WL#2197: Multi-source: Diamond replication

Affects: Server-7.1   —   Status: Assigned

REQUIREMENT
Possible to replicate in any directed acyclic graph 
configuration (e.g. A->B, A->C, B->D, C->D) without having multiple 
applications of the same binlog entry.  This should also work for a 
configuration like (A->B, B->C, B->D, C->E, D->E).

IMPLEMENTATION
1. Add an identifier, UID, to binlog events.  If a binlog 
   entry arrives at any server that has a current UID larger 
   than the entry UID, then this entry will be discarded.
   Room for the id already exists in the 5.0 binlog format.  

   The id may either use UUID (exists in 4.1), or be a 
   combination of 
     server_id+thread_id + 
     timestamp+a_per_thread_counter(thd->query_id for example);
   in the latter case, note that we already have 
     server_id+thread_id+timestamp 
   in the current binlog since 4.0, so it's just adding a 
   per_thread_counter.
   TIME LEFT: 40 hrs

2. Optionally, care about minimizing the network traffic. 
   Example: M1->M2->M3->M1. 

   Currently an event is created on M1, is replicated to M2, 
   then to M3, then is sent to M1 and M1 says "it's mine I 
   discard it". It would be better if M3 did 
   not send it to M1. 

   In my example this does not bring much, but when we have 
   multimaster we will have configs with a lot 
   of connections between machines (a star for example, or a grid). 

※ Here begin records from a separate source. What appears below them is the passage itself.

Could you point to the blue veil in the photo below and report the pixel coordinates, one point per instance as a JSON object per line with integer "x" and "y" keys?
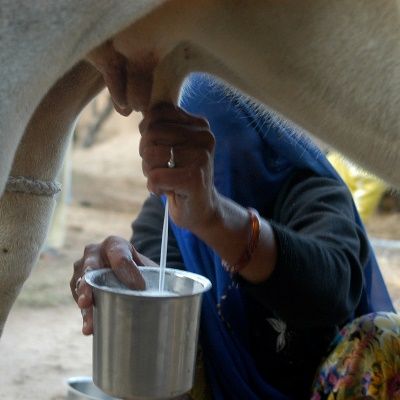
{"x": 254, "y": 156}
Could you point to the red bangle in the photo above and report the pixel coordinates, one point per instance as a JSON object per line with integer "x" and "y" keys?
{"x": 251, "y": 246}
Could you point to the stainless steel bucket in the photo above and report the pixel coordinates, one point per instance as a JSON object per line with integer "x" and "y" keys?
{"x": 144, "y": 343}
{"x": 83, "y": 388}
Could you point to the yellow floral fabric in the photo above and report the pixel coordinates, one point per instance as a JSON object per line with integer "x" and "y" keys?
{"x": 365, "y": 361}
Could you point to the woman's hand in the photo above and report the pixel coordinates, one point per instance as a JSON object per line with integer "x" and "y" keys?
{"x": 193, "y": 200}
{"x": 116, "y": 253}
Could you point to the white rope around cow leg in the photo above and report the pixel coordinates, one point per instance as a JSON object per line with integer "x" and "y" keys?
{"x": 30, "y": 185}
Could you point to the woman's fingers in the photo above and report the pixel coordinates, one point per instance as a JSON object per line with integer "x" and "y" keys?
{"x": 87, "y": 317}
{"x": 119, "y": 254}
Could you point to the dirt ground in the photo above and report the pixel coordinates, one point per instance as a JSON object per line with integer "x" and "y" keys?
{"x": 42, "y": 344}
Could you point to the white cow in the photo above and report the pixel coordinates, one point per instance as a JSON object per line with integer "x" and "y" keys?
{"x": 331, "y": 67}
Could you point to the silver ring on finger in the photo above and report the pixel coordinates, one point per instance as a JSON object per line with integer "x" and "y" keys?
{"x": 171, "y": 161}
{"x": 78, "y": 282}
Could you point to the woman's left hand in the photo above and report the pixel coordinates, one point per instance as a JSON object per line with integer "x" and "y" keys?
{"x": 193, "y": 199}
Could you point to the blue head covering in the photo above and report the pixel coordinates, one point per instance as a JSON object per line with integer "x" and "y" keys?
{"x": 255, "y": 155}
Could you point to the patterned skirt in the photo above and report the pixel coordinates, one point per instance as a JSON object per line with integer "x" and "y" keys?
{"x": 364, "y": 363}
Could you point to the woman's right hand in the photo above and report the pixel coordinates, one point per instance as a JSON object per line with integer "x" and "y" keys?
{"x": 115, "y": 253}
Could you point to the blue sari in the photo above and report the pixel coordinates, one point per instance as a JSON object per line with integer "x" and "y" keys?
{"x": 255, "y": 155}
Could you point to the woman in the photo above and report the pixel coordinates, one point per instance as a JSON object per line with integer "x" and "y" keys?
{"x": 286, "y": 278}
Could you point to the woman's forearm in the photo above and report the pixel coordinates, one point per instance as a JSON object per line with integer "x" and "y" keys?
{"x": 228, "y": 233}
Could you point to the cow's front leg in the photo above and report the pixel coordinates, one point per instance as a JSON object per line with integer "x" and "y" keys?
{"x": 28, "y": 203}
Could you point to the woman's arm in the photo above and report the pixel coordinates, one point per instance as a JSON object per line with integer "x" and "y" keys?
{"x": 321, "y": 251}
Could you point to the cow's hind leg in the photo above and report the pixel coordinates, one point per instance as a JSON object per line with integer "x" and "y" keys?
{"x": 28, "y": 203}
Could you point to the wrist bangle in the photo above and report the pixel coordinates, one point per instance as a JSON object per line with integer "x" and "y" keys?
{"x": 254, "y": 236}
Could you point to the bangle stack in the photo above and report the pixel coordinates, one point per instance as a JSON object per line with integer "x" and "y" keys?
{"x": 254, "y": 236}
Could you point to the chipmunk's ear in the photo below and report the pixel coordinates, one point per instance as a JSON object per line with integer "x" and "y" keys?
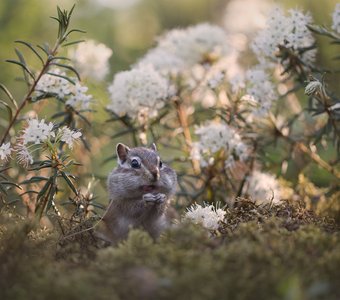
{"x": 153, "y": 147}
{"x": 122, "y": 152}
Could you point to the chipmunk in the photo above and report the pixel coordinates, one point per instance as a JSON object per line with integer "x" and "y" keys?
{"x": 139, "y": 191}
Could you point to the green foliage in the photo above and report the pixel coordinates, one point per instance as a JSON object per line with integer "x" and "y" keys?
{"x": 259, "y": 257}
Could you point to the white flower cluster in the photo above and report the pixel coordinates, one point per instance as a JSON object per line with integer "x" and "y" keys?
{"x": 181, "y": 49}
{"x": 289, "y": 31}
{"x": 336, "y": 18}
{"x": 39, "y": 132}
{"x": 313, "y": 87}
{"x": 215, "y": 137}
{"x": 5, "y": 151}
{"x": 208, "y": 216}
{"x": 140, "y": 89}
{"x": 260, "y": 90}
{"x": 91, "y": 59}
{"x": 75, "y": 94}
{"x": 263, "y": 188}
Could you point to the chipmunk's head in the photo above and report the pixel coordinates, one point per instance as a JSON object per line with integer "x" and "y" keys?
{"x": 143, "y": 161}
{"x": 140, "y": 170}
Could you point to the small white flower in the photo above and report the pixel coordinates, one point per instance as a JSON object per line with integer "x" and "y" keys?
{"x": 290, "y": 31}
{"x": 78, "y": 98}
{"x": 91, "y": 59}
{"x": 69, "y": 136}
{"x": 208, "y": 216}
{"x": 313, "y": 87}
{"x": 37, "y": 132}
{"x": 214, "y": 137}
{"x": 263, "y": 187}
{"x": 261, "y": 90}
{"x": 181, "y": 49}
{"x": 5, "y": 151}
{"x": 136, "y": 90}
{"x": 336, "y": 18}
{"x": 24, "y": 156}
{"x": 335, "y": 106}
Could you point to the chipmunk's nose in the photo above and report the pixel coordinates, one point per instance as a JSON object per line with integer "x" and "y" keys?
{"x": 155, "y": 174}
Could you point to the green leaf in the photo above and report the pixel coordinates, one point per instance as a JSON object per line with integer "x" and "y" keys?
{"x": 40, "y": 167}
{"x": 61, "y": 76}
{"x": 45, "y": 49}
{"x": 67, "y": 67}
{"x": 22, "y": 66}
{"x": 69, "y": 182}
{"x": 2, "y": 189}
{"x": 45, "y": 188}
{"x": 11, "y": 183}
{"x": 9, "y": 95}
{"x": 73, "y": 43}
{"x": 60, "y": 57}
{"x": 32, "y": 48}
{"x": 75, "y": 30}
{"x": 34, "y": 179}
{"x": 29, "y": 192}
{"x": 9, "y": 110}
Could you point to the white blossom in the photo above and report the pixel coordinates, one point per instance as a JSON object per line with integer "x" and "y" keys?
{"x": 37, "y": 132}
{"x": 136, "y": 90}
{"x": 163, "y": 61}
{"x": 69, "y": 136}
{"x": 313, "y": 87}
{"x": 208, "y": 216}
{"x": 91, "y": 59}
{"x": 289, "y": 31}
{"x": 75, "y": 95}
{"x": 336, "y": 106}
{"x": 214, "y": 137}
{"x": 260, "y": 89}
{"x": 5, "y": 151}
{"x": 78, "y": 99}
{"x": 23, "y": 155}
{"x": 336, "y": 18}
{"x": 246, "y": 16}
{"x": 181, "y": 49}
{"x": 263, "y": 188}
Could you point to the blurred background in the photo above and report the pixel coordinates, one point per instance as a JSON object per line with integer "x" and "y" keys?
{"x": 130, "y": 28}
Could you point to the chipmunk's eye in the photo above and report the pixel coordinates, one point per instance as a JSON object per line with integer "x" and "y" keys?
{"x": 135, "y": 164}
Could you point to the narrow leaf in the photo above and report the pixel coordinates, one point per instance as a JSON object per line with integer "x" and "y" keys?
{"x": 21, "y": 65}
{"x": 34, "y": 179}
{"x": 9, "y": 110}
{"x": 73, "y": 43}
{"x": 67, "y": 67}
{"x": 69, "y": 182}
{"x": 45, "y": 49}
{"x": 61, "y": 76}
{"x": 32, "y": 48}
{"x": 9, "y": 95}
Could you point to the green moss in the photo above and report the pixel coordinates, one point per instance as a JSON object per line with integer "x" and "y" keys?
{"x": 284, "y": 252}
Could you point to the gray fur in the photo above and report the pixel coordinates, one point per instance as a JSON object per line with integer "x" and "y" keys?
{"x": 130, "y": 205}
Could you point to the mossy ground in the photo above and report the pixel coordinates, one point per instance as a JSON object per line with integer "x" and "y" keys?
{"x": 261, "y": 252}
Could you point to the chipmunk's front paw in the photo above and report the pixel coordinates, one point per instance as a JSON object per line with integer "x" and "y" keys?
{"x": 154, "y": 198}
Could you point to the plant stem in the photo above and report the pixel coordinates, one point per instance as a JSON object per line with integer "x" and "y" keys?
{"x": 30, "y": 91}
{"x": 318, "y": 160}
{"x": 183, "y": 120}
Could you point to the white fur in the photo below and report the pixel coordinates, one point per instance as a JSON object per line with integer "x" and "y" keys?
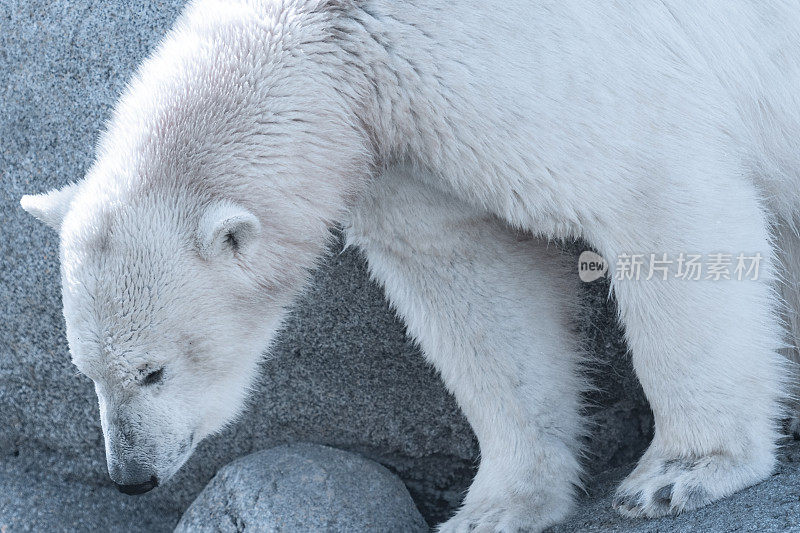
{"x": 431, "y": 129}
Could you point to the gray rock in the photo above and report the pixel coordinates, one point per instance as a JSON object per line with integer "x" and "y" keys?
{"x": 303, "y": 487}
{"x": 342, "y": 373}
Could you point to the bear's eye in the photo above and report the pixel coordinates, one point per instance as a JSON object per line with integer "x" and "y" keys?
{"x": 153, "y": 377}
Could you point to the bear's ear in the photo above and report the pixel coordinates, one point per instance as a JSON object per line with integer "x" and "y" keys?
{"x": 226, "y": 228}
{"x": 50, "y": 207}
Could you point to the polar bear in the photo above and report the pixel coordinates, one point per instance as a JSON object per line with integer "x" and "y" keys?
{"x": 441, "y": 136}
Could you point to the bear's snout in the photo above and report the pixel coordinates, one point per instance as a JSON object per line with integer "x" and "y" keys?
{"x": 138, "y": 488}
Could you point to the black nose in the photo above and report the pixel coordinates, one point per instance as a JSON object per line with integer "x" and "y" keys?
{"x": 138, "y": 488}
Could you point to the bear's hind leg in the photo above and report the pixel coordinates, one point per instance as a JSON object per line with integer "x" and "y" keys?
{"x": 490, "y": 311}
{"x": 705, "y": 350}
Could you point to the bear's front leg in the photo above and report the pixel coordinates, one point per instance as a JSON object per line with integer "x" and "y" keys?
{"x": 489, "y": 309}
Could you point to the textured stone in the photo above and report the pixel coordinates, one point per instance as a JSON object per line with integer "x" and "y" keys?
{"x": 303, "y": 487}
{"x": 342, "y": 372}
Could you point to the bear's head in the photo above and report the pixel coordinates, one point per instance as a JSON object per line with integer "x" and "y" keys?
{"x": 169, "y": 302}
{"x": 216, "y": 181}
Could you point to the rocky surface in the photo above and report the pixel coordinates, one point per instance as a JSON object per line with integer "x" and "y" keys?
{"x": 342, "y": 373}
{"x": 303, "y": 487}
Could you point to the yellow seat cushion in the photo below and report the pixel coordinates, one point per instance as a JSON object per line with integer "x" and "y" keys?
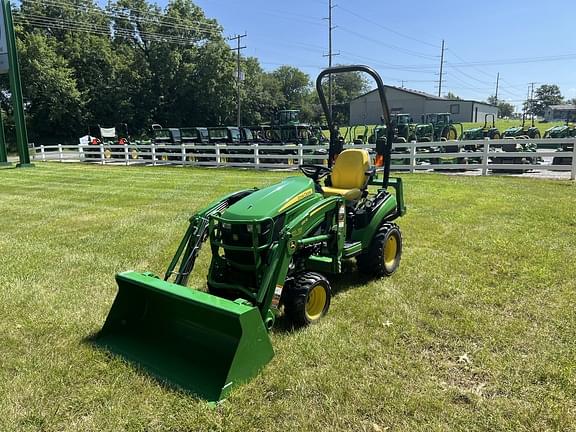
{"x": 349, "y": 174}
{"x": 347, "y": 194}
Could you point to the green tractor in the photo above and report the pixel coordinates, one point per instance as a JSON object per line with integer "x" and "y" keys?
{"x": 437, "y": 127}
{"x": 483, "y": 132}
{"x": 113, "y": 140}
{"x": 565, "y": 131}
{"x": 271, "y": 251}
{"x": 403, "y": 128}
{"x": 522, "y": 132}
{"x": 487, "y": 131}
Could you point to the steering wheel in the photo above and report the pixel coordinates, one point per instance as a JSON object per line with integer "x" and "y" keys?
{"x": 315, "y": 172}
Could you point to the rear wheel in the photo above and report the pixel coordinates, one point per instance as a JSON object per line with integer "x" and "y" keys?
{"x": 383, "y": 255}
{"x": 450, "y": 134}
{"x": 306, "y": 298}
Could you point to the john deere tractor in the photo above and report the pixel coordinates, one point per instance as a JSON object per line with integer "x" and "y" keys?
{"x": 483, "y": 132}
{"x": 437, "y": 127}
{"x": 565, "y": 131}
{"x": 522, "y": 132}
{"x": 271, "y": 251}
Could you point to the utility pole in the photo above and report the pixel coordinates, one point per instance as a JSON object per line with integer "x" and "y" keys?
{"x": 238, "y": 73}
{"x": 532, "y": 100}
{"x": 441, "y": 70}
{"x": 496, "y": 94}
{"x": 330, "y": 55}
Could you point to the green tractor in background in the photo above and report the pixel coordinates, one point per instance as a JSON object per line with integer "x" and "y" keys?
{"x": 441, "y": 127}
{"x": 483, "y": 132}
{"x": 437, "y": 127}
{"x": 480, "y": 133}
{"x": 565, "y": 131}
{"x": 403, "y": 128}
{"x": 522, "y": 132}
{"x": 271, "y": 250}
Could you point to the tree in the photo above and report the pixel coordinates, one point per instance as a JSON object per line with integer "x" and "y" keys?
{"x": 505, "y": 109}
{"x": 294, "y": 86}
{"x": 544, "y": 96}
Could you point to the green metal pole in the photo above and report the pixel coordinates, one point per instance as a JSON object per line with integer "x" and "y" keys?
{"x": 16, "y": 89}
{"x": 3, "y": 152}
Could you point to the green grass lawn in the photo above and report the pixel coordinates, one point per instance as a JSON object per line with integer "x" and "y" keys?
{"x": 476, "y": 330}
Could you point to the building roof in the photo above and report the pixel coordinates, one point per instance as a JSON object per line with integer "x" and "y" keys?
{"x": 424, "y": 95}
{"x": 564, "y": 107}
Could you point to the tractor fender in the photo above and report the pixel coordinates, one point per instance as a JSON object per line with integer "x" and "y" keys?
{"x": 383, "y": 213}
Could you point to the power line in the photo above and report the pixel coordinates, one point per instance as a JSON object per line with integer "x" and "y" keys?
{"x": 383, "y": 44}
{"x": 441, "y": 68}
{"x": 377, "y": 24}
{"x": 154, "y": 18}
{"x": 238, "y": 75}
{"x": 330, "y": 55}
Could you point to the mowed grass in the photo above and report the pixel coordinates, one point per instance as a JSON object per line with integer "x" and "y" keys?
{"x": 476, "y": 331}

   We may want to avoid, as much as we can, useless network traffic. 
   Remember we had a prospect question for 1000 machines 
   replicating each other. 

   I thought of storing in the event the last part of the route 
   (the server ids of the last X machines this event went through; 
   this would be stored in the manner of a circular buffer). 
   Don't know if it would help much. To be thought about.